Et il a fallu la mort de 4 de leurs soldats, le 4 octobre dans une embuscade au Niger. Et encore, pas tout de suite : Donald Trump a attendu une quinzaine de jours avant d'évoquer cet incident.

Depuis, il y a séance de rattrapage ! Les Américains ont donc appris qu'ils avaient 800 soldats au Niger et que l'Afrique était le 2ème terrain d'intervention de leurs forces spéciales, après le Moyen-Orient. C'est simple, il y a 10 ans, seules 3% d'entre elles y étaient engagées, aujourd'hui c'est 17% !

Et il n'est même pas certain que Donald Trump en sache beaucoup plus...

C'est l'impression que l'on a en décryptant ses rares interventions sur le sujet. Tout a commencé par l'invention d'un pays, carrément, la « Nambie ». Mais c'était au début, on pouvait pardonner.

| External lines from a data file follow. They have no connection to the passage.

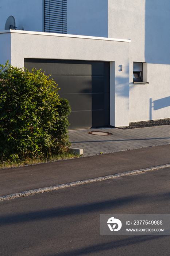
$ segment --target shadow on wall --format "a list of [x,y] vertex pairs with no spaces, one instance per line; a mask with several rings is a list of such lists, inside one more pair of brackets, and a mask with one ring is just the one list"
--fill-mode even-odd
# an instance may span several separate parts
[[150,120],[152,120],[152,109],[154,110],[166,108],[170,106],[170,96],[163,98],[162,99],[152,101],[152,98],[150,99]]
[[169,0],[146,0],[145,10],[145,59],[150,63],[170,64]]

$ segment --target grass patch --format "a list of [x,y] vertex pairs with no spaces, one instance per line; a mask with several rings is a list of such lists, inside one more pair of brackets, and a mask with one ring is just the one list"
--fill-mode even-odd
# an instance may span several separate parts
[[24,166],[27,165],[32,165],[36,163],[40,163],[47,162],[52,162],[63,160],[64,159],[70,159],[70,158],[78,158],[80,156],[79,155],[73,155],[69,153],[63,153],[60,155],[54,155],[49,157],[42,157],[31,158],[27,157],[23,159],[14,159],[0,160],[0,168],[10,168],[11,167],[18,167]]

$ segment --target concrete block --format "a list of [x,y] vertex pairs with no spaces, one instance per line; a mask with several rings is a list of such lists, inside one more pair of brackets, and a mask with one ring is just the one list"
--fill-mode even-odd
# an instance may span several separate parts
[[69,153],[76,154],[78,155],[83,155],[83,149],[82,148],[76,148],[73,147],[70,147],[68,149],[68,151]]

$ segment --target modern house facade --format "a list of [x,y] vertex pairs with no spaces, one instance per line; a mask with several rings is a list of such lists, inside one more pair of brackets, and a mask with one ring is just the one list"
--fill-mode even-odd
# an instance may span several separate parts
[[169,118],[170,24],[169,0],[0,1],[0,63],[51,74],[71,128]]

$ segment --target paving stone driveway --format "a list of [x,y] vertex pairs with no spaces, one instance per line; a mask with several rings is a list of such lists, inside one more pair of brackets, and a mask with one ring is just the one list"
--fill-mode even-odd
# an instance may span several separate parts
[[[112,135],[92,135],[88,132],[107,132]],[[70,131],[72,147],[83,148],[85,156],[170,144],[170,125],[122,130],[104,128]]]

Ensuite, on a eu les impairs, comme lorsque le secrétaire d'Etat Rex Tillerson, à peine installé, avait snobé le secrétaire général de l'Union africaine, Moussa Faki, humiliant par là-même tout le continent.

Ensuite, il y a ces nominations qui ne viennent pas : toujours pas de conseiller spécial Afrique à la Maison-Blanche et au département d'Etat, le sous-secrétaire d'Etat en charge du Continent noir n'a toujours pas été nommé.

Mais la pire bourde a été l'ajout du Tchad sur la liste des pays dont les ressortissants ne pouvaient plus entrer aux Etats-Unis. C'est le seul pays d'Afrique à y figurer ! Or, le Tchad est un pays clé pour la sécurité dans la région sahélienne.

Il y a des centaines de soldats tchadiens engagés sur le terrain !

Voire des milliers : l'armée tchadienne est la seule armée de la région qui soit vraiment crainte et surtout bien entrainée. La conséquence a été immédiate : N'Djamena a retiré des centaines de soldats du Niger, juste avant la mort des 4 soldats américains.

Mais le plus étonnant, ce sont les militaires du 1er cercle, comme le chef de cabinet de Donald Trump, le général Kelly. A la question de savoir ce que ces soldats faisaient en Afrique, il a répondu :

« Ils travaillent avec nos alliés, ils leur apprennent à être de meilleurs soldats, ils leur montrent comment respecter les droits de l'homme ». Mais il y a mieux ! Il y a le sénateur Lindsey O'Graham, de la Commission de la défense nationale :

A la même question, il a répondu : « la guerre est changeante, il y aura plus d'interventions en Afrique, pas moins. Nous attaquerons plus nos ennemis là-bas, pas moins. Il y aura des décisions à prendre ».

Reste qu’il faut être juste : l'engagement américain en Afrique est le fait de Barack Obama. C'est donc une politique héritée par Donald Trump et qui, au-delà du soutien aux troupes françaises engagées au Sahel, a encore besoin d'un peu de, comment dire, cohérence tactique.